His election campaign promised to build Pakistan a welfare state and sweep away corruption. Instead, his troubled tenure saw corruption increase, press freedom fall and the economy stumble, forcing Khan to set aside anti-western rhetoric and seek a bailout from the International Monetary Fund, while strengthening ties with China and Russia.

As his political profile rose, Khan’s conservative, misogynist views also came under increasing scrutiny. He called Osama bin Laden a martyr, and when the Taliban seized Kabul in 2021, said they were “breaking the chains of slavery”. He blamed rape victims for “wearing very few clothes”, and more recently appeared to suggest that educating girls was not part of Afghan culture.

But he shrugs off criticism, presenting himself as a champion of Islam, and in the mould of populists worldwide, a representative of “ordinary” Pakistanis.

The majority of his supporters are bound by social constraints on personal conduct that Khan shunned for decades, and endure poverty he has never experienced, but like followers of Donald Trump in America, they have found inspiration in his story.
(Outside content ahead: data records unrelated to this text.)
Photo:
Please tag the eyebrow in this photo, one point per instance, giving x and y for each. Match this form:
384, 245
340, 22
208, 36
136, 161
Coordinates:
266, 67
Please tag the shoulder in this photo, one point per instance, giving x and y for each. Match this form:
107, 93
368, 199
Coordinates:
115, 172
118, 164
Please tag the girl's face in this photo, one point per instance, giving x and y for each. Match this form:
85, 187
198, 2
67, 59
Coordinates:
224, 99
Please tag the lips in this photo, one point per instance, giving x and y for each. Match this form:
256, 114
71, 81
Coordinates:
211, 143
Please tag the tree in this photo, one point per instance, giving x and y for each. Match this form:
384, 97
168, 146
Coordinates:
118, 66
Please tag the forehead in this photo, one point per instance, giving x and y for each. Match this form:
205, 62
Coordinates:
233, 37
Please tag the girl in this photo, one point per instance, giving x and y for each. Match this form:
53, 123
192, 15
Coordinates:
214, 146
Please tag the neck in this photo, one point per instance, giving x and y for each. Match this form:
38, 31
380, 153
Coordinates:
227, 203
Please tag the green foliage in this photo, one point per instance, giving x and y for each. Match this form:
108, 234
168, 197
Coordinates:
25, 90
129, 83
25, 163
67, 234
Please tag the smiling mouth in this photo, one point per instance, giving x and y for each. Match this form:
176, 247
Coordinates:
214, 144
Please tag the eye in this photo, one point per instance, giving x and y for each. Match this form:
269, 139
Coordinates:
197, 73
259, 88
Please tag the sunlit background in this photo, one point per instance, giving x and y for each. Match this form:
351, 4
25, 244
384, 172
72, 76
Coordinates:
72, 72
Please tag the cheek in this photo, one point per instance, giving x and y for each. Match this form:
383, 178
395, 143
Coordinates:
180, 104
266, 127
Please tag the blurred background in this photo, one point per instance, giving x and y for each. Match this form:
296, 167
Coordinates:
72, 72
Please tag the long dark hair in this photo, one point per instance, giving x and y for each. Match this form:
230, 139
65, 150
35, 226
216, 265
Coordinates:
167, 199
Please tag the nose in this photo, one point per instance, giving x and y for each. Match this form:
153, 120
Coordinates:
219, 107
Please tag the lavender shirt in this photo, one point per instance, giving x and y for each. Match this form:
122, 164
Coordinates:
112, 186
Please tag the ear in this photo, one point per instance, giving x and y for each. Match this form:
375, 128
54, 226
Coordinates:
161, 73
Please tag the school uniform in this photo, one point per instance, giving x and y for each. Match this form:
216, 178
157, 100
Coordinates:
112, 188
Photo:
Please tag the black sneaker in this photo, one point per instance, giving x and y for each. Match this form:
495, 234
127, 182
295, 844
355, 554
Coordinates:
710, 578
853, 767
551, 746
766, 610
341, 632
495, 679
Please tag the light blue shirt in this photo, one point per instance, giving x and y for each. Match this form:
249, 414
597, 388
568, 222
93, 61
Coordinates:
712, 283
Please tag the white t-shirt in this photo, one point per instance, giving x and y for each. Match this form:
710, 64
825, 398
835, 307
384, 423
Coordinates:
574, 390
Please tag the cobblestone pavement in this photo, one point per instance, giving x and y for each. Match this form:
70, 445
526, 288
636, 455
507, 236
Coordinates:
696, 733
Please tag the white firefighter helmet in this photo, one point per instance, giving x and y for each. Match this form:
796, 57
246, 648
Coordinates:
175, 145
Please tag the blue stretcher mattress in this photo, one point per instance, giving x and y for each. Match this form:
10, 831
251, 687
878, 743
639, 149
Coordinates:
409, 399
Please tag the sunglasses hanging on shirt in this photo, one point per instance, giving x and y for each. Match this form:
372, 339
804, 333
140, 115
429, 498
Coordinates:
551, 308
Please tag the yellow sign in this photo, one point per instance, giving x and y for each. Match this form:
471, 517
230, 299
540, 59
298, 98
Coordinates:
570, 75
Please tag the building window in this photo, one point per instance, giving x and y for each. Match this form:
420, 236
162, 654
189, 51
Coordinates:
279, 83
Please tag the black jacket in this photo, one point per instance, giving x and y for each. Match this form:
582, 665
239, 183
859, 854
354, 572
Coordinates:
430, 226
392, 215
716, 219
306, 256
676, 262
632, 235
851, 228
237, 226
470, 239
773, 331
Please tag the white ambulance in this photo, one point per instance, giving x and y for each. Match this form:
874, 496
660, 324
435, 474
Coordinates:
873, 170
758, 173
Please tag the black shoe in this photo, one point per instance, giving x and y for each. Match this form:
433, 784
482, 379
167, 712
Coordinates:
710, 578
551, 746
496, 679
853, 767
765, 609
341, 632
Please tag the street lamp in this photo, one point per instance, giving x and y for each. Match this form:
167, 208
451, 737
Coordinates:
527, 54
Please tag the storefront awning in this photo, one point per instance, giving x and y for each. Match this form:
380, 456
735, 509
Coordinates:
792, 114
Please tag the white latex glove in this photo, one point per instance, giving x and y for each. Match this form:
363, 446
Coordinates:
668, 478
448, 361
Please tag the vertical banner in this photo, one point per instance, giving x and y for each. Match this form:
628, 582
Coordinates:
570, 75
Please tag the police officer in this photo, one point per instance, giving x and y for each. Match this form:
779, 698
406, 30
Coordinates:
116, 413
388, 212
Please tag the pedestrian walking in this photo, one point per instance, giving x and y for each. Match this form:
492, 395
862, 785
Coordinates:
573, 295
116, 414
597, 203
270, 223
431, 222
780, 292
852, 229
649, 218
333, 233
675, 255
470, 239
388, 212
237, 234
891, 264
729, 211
His popularity was tacitly acknowledged by the military in a recent ban on stories about Khan, and he appears to be counting on it as his best hope for getting out of jail.

“I just have one appeal for you: don’t sit and hide in your homes,” he said in a video statement released after his arrest, casting the fight for his political career as a battle for Pakistan’s soul. “I am not doing this struggle for myself. This is for you and the future of your children.”